- Historic Sites
Yankee Gunners At Louisbourg
February 1955 | Volume 6, Issue 2
At first sight of hostile sails on April 30, signal cannon on the Louisbourg battlements boomed, and alarm bells called in all inhabitants living outside the town. Pepperrell wasted no time. Hardly had his transports anchored when boats were lowered, and infantry clambered down into them. Sturdy arms at the oars drove them through crashing surf past jagged rocks, pulling for Gabarus Bay west of the harbor. A party from the garrison raced along the shore to repulse them. The boats were beached ahead of them, and cheering Americans poured out. There was a short, sharp clash. The French fled, leaving twenty dead. By nightfall 2,000 troops had landed, followed by the rest of the force the next day. It was a neat amphibious operation, but the militiamen, huddled around their campfires, lost some of their confidence as they stared in awe toward the citadel of Louisbourg and its flanking batteries, looming high and forbidding above them.
Louisbourg had two principal outworks—the seemingly impregnable Island Battery situated on an outcrop in the middle of the harbor entrance, and an ominous work known as the Grand Battery, across the harbor from the fortress itself. To open a successful fire on the fortress, it would be necessary to reduce both of these works first, along with any lesser outworks which the French might have established in support. In addition, guns would have to be mounted on high ground overlooking Louisbourg, and the ponderous guns would have to be brought ashore from ships, taken across soggy ground, and lugged up steep slopes by main strength—under fire, no doubt, of the French defenders. All in all, it would be a tough assignment.
Colonel William Vaughan, leading his regiment inland, came upon several undefended naval storehouses. Promptly he put the torch to them. Clouds of smoke, thick and black from tar, pitch and oil, drifted down on the Grand or Royal Battery. The colonel and his troops, grinning over the coughing and eye-smarting to which they had treated the Frenchies, turned in for the night.
In the morning Vaughan advanced with thirteen men to reconnoitre. When they drew no fire from the battery, the colonel bribed an Indian of his detachment with a flask of brandy and sent him forward. Climbing up through an embrasure, the scout soon signaled them on with a whoop. They rushed in to find the works abandoned by their 400-man garrison. The Grand Battery had been swept clean by a smoke screen with nothing behind it.
While a young soldier hoisted his scarlet coat on the staff to serve as a flag and the guns of the citadel loosed an angry, futile salvo, Colonel Vaughan sent for reinforcements. Before they could arrive, four boatloads from Louisbourg sped in to attack and redeem the ignominious loss of the vital battery. The little party of Americans rushed down to the beach and blazed away until the French retreated before a regiment coming up on the double to clinch the victory.

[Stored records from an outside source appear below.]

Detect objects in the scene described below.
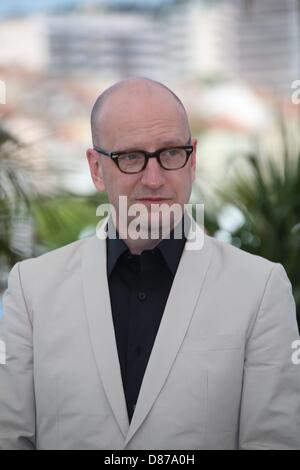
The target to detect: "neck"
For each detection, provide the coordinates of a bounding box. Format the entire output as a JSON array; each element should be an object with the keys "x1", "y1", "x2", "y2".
[
  {"x1": 107, "y1": 211, "x2": 188, "y2": 255},
  {"x1": 122, "y1": 236, "x2": 162, "y2": 255}
]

In the Grand Battery were found large supplies of powder and shot and twenty heavy cannon. The French artillerymen had failed miserably and disgracefully to blow up the magazine and permanently disable their ordnance. They had hastily spiked the guns with iron rods hammered into their vents but neglected to knock off trunnions, supporting the barrels on carriages, and to burn the latter. Major Pomeroy and twenty other gunsmiths, quickly summoned, handily drilled out the vents. By next morning the captured pieces were ready for action. Jubilant Yankee gunners shifted them, trained them on the town and opened a thunderous bombardment. “The enemy,” wrote the Habitant de Louisbourg , “saluted us with our own cannon and made a terrific fire, smashing everything within range.” There was no need for the Americans to be sparing of the French ammunition, for most of the Grand Battery guns were 42’s. The 42-pound cannonballs, so optimistically stowed at Boston, would shortly be available and serve admirably.
The Grand Battery, easy prize of panic, roared on, crushing outer works and riddling houses in the town. But its shot alone could not breach the principal defenses of the citadel nor even reach the Island Battery, which barred entrance to the harbor and supported the main fortress. Guns must be brought ashore from the fleet and put in commanding positions.
The achievement of that tremendous feat by raw militia would establish traditions for American artillery, carried on but never surpassed in all our wars.
Flatboats were launched from the transports, tossing at anchor. Down into those clumsy craft were lowered cannon, ammunition, and stores. Rowers plunged sweeps in waves that dashed over gunwales, threatening swamping, and pulled with all their might. The flatboats, too big and heavily laden to clear rocky barriers offshore and be beached, had to be held in the shallows by force of arm and oar, while soldiers swung overside and waded waist-deep through the icy surf, unloading them. Tide and backwash wrenched at them as they struggled ashore, powder casks lifted high on head and shoulders. They risked the rocks to bring the cannon barges closer in and, for every gun landed, lost a boat, pounded to pulpwood. Drenched, exhausted men slept shelterless through cold, foggy nights and each morning limped stiffly back to their task until it was finished.